Background: 

The influence and importance of B-type natriuretic peptide in acute myocardial infarction has for many years been ignored, and BNP has been underestimated as only a predictor of heart failure. Since it has recently been shown that exogenously administered BNP can reduce infarct size when delivered before, during and after ischemia, a study of BNPpostconditioning and mechanism in the ischemic myocardium was investigated.

Aim: 

Determine whether postconditioning with BNP reduced infarct size compared to ischemic reperfused hearts and determine if natriuretic peptide receptor A (NPR-A) and/or the RISK pathway is necessary for the protection.

Methods: 

The Langendorff perfused rat heart subjected to 30 min of regional ischemia (RI) and 120 min of reperfusion were exposed to Ischemic Postconditioning (IPost) by 3 x 30 s of global ischemia and 3 x 30 s infusion of recombinant BNP as a postconditioning mimetic (BNPPost).
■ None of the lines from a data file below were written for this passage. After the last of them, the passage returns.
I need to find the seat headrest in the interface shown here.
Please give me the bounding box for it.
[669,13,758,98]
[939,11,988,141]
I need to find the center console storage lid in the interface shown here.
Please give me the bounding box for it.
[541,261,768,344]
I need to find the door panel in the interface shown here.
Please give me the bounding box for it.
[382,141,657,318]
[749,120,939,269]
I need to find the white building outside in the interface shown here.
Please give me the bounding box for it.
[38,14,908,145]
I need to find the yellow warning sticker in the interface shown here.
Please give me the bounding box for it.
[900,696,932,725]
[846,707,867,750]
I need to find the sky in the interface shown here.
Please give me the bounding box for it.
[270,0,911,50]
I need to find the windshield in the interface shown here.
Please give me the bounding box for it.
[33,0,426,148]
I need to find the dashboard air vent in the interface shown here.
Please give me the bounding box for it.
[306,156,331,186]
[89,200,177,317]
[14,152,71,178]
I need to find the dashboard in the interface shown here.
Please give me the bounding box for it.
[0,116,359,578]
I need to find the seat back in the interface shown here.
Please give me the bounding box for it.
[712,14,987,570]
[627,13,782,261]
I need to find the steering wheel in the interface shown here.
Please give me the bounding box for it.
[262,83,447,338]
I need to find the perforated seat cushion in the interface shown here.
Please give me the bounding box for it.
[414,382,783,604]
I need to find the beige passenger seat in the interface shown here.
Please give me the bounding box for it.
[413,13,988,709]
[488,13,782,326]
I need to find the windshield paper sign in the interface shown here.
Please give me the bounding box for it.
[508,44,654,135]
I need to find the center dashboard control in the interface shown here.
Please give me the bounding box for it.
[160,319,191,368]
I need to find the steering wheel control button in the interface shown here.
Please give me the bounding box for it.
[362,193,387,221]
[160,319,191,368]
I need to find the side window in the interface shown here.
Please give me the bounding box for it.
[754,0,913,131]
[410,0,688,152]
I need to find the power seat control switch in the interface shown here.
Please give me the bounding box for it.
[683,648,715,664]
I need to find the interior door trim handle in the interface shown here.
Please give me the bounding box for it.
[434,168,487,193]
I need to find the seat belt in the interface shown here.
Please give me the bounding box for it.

Inhibitors of the RISK pathway (wortmannin (Wi), SH-6 and rapamycin (Rap) and NPR-A (isatin) were employed in order determine whether the activation of these pathways are required for BNP induced cardioprotection.

Results: 

Compared to ischemia reperfusion, BNP postconditioning reduced infarct sizes by more than 50% (BNPPost 17 ±2% vs. Ctr 42 ±4%, p< 0.05). Co-administation of inhibitors the RISK pathway (Wi, SH-6 and Rap) or the NPR receptor (isatin) abrogated the cardioprotection, while the inhibitors by themselves had no effect on the size of infarct.

Conclusion: 

BNP is protective as a postconditioning mimetic and relies on both NPR binding and RISK signalling.